Em 2019, Regina Pessoa voltaria a ser distinguida com o prémio do júri com “Tio Tomás, a contabilidade dos dias”.
“O festival abriu portas e pode mudar a vida de uma pessoa. A minha carreira ganhou mais importância internacional a partir daí”, desse primeiro prémio, disse a realizadora à agência Lusa, numa conversa no Museu do Filme de Animação, em Annecy.
Membro da Academia de Artes e Ciências Cinematográficas dos Estados Unidos – tal como Regina Pessoa -, Abi Feijó esteve na origem da Casa da Animação, das produtoras Filmógrafo e Ciclopes Filmes e em 2022 foi condecorado pelo Presidente da República por mais de 40 anos ligado ao cinema de animação, na produção, realização, programação, ensino e divulgação.
Na Casa-Museu de Vilar, Abi Feijó dedica-se às oficinas e às visitas sobre a história da animação, sobre os objetos precursores as imagens em movimento, e a assegurar a produção do trabalho de Regina Pessoa.
Sobre o próximo filme, cujo processo Miguel Gonçalves Mendes tem estado a acompanhar, Regina Pessoa admitiu à Lusa que é “ainda mais ambicioso a nível emocional”, por ser sobre a mãe, que sofreu de esquizofrenia, mas recusa voltar ao ritmo de 16 horas diárias de trabalho, por razões de saúde.
“Quero fazer o filme, mas acho que já atingi uma idade que quero atingir o equilíbrio com a vida pessoal. Como fazer um filme sem abusar da minha pessoa.

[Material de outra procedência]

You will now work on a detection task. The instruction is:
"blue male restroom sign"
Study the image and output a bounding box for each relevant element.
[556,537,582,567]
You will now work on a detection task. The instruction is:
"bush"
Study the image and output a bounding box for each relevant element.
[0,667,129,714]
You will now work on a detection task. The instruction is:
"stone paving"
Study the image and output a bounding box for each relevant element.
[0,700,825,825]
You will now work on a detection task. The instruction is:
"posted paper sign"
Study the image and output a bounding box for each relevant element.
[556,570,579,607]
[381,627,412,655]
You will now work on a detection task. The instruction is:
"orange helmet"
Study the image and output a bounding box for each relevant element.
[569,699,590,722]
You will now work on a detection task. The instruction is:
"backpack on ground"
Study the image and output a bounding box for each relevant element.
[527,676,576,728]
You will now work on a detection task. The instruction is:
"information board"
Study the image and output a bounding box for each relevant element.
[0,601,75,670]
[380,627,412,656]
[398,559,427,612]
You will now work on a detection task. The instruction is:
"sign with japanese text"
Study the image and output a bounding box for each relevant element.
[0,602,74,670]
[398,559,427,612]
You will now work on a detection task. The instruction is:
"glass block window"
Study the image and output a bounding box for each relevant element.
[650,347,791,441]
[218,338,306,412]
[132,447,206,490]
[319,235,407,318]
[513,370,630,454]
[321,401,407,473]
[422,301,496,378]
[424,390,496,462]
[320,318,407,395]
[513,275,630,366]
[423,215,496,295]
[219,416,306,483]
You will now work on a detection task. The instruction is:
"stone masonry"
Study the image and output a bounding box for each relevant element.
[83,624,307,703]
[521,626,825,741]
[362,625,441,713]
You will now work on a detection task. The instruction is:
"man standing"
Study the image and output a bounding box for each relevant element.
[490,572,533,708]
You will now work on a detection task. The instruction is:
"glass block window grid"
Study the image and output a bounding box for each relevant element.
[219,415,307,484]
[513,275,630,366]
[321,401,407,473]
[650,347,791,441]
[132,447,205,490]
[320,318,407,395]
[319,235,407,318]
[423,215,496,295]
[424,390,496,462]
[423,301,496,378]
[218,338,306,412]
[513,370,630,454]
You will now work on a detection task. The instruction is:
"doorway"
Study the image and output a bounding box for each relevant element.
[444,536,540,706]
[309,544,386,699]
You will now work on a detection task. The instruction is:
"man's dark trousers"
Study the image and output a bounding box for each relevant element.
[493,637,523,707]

A animação é uma loucura, é preciso uma entrega enorme”, exclamou.
Tal como em “Autografia” e “José & Pilar”, Miguel Gonçalves Mendes diz que “A Casa de Regina Pessoa e Abi Feijó” “volta a assumir o tom intimista, criando um diálogo entre os retratados e as suas várias dimensões de vida”.
“Pretendo sublinhar a enorme importância que ambos os cineastas têm no mundo da animação e a inestimável contribuição que ambos fazem para a afirmação desta arte em Portugal”, escreveu Miguel Gonçalves Mendes num texto de apresentação ao projeto.
O documentário de Miguel Gonçalves Mendes, produzido pela Jumpcut, teve apoio ao desenvolvimento por parte do Instituto do Cinema e Audiovisual.